Metro

Tenant wins round in eviction battle over late-life adoption

A Long Island City tenant who got herself adopted to claim a rent-controlled apartment won’t be packing her bags anytime soon.

Maria DeTommaso, as she now calls herself, appeared in Queens Housing Court last week as her landlords tried to evict her from an apartment in which they say she has no right to live.

After six previous delays over the last year, and after a last-ditch attempt to once again postpone the case, a judge said he would not put up with more excuses.

“She has made my life a living hell,” Sugrim Outar, who owns the small apartment building with his wife, said on the witness stand.

DeTommaso, 63, who was born Pamela Becker, first came to Outar’s building in the 1990s as a cat sitter for a tenant.
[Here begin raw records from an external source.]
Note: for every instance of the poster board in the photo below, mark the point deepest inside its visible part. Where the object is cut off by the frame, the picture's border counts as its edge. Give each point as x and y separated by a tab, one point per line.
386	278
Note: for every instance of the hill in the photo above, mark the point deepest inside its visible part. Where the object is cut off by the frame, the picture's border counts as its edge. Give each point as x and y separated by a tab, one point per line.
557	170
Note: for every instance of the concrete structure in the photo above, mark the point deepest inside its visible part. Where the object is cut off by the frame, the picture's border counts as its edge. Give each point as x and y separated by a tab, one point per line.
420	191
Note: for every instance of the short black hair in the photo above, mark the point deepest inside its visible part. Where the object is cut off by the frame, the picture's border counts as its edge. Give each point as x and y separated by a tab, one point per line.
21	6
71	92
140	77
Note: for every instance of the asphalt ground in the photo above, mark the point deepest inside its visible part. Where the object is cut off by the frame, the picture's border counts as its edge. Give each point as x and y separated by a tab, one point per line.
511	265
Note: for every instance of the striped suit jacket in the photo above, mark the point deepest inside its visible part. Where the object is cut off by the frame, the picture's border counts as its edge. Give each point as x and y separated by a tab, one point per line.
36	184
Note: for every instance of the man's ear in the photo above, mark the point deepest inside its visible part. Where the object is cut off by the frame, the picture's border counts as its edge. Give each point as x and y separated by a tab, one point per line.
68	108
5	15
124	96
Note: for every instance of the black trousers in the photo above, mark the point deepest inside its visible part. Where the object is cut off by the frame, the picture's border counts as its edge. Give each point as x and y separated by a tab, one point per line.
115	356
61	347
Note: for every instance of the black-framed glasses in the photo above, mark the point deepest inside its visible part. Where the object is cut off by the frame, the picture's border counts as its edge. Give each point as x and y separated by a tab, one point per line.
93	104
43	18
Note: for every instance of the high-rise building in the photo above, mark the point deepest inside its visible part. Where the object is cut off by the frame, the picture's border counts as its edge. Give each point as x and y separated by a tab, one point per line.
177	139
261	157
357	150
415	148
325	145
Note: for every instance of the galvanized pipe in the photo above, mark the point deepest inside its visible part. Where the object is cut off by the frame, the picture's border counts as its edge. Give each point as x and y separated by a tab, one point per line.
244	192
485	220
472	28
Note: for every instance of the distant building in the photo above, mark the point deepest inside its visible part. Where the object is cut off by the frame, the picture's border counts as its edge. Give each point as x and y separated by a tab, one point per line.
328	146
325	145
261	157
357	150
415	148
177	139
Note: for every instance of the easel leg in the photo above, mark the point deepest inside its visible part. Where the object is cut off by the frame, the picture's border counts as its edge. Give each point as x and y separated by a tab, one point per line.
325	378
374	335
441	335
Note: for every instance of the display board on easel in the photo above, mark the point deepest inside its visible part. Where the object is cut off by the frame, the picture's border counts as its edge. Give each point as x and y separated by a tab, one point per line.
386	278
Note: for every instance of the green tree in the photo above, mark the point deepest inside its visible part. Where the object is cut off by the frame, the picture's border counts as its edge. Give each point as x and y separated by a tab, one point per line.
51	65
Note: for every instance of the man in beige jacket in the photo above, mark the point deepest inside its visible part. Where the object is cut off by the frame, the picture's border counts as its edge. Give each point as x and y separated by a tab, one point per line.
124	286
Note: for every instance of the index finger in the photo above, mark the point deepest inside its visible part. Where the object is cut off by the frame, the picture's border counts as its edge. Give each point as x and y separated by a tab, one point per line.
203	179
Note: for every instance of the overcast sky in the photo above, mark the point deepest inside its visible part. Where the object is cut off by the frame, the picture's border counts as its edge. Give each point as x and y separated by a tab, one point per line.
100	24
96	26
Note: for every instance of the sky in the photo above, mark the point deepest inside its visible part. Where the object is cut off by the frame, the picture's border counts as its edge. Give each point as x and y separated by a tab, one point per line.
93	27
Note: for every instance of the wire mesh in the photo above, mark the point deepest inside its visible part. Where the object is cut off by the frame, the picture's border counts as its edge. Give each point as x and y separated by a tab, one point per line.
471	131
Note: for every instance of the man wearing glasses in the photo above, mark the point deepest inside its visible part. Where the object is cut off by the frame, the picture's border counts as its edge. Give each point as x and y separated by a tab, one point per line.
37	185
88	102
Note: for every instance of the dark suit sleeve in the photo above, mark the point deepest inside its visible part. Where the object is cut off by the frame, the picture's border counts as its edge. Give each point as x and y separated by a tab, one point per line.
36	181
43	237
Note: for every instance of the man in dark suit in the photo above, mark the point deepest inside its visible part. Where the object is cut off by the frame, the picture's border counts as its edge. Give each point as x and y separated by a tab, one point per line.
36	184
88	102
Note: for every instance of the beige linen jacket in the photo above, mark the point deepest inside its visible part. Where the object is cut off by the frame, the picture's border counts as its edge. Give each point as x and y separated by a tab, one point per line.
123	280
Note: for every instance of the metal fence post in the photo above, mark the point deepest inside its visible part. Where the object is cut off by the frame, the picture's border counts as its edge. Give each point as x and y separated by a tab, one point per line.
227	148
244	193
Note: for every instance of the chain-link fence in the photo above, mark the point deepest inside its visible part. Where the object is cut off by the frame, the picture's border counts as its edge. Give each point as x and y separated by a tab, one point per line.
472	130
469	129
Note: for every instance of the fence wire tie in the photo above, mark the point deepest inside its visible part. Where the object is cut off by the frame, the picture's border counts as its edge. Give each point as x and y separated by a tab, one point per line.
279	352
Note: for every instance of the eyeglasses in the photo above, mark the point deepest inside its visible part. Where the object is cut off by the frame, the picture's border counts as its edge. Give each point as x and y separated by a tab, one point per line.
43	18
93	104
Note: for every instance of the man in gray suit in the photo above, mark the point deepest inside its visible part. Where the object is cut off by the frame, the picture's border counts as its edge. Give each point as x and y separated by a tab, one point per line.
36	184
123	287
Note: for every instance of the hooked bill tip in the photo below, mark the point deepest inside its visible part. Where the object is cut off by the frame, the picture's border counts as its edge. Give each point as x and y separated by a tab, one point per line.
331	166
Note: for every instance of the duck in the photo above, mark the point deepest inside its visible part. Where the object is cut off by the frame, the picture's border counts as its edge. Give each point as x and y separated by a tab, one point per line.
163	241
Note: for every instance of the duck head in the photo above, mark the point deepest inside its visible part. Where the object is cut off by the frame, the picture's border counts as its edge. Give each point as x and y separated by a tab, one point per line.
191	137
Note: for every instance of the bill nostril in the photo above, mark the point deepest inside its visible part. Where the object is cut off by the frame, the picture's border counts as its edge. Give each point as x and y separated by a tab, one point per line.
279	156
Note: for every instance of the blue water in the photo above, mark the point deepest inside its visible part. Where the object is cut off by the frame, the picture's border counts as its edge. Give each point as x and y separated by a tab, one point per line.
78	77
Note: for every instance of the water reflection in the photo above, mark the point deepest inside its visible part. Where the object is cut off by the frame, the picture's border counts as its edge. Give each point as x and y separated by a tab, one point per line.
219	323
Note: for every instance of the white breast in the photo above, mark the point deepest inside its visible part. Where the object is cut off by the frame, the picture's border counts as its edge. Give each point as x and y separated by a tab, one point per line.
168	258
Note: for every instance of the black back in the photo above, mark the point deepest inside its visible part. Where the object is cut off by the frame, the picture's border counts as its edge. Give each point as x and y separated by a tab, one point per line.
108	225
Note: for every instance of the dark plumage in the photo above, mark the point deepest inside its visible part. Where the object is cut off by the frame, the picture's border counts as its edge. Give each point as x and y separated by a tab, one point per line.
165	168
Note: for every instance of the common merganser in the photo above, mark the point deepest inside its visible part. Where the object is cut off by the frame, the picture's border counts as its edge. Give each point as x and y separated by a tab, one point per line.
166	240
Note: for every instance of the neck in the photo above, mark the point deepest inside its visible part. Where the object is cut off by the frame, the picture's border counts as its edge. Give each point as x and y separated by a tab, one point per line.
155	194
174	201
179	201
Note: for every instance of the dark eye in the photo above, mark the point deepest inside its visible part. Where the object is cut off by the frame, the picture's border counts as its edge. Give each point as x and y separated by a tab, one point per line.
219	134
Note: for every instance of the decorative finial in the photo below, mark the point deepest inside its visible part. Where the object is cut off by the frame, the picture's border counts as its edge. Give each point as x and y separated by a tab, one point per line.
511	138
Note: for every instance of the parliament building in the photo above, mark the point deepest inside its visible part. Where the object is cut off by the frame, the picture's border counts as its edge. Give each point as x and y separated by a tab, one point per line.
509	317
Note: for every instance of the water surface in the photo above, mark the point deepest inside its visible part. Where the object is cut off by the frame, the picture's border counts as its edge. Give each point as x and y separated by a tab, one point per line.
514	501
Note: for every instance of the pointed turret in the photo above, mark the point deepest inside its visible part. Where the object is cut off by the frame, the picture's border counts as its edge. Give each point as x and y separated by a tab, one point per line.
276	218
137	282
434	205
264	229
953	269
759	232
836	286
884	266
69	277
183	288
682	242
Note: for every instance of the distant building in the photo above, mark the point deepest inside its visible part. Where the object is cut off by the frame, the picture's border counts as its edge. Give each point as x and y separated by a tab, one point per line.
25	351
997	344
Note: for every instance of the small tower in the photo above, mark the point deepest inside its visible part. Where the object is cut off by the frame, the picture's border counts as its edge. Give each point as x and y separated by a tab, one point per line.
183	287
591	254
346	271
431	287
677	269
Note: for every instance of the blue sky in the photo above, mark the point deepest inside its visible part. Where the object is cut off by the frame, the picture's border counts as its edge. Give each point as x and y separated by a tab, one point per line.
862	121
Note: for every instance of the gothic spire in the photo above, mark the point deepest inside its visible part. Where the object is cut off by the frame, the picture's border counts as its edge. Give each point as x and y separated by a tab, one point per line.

By 2002, she was living with Nicholas DeTommaso, a retired dock worker who had lived in the building his entire life.

Twenty-two days before DeTommaso died in 2009 at age 85, Becker managed to get herself adopted by the ailing man.

Then DeTommaso claimed she was entitled to her “father’s” rent-controlled $100-a-month apartment in the six-unit building on 47th Road.

But the Outars withdrew their suit last week over technical issues. Sugrim Outar said he will still seek to evict DeTomasso.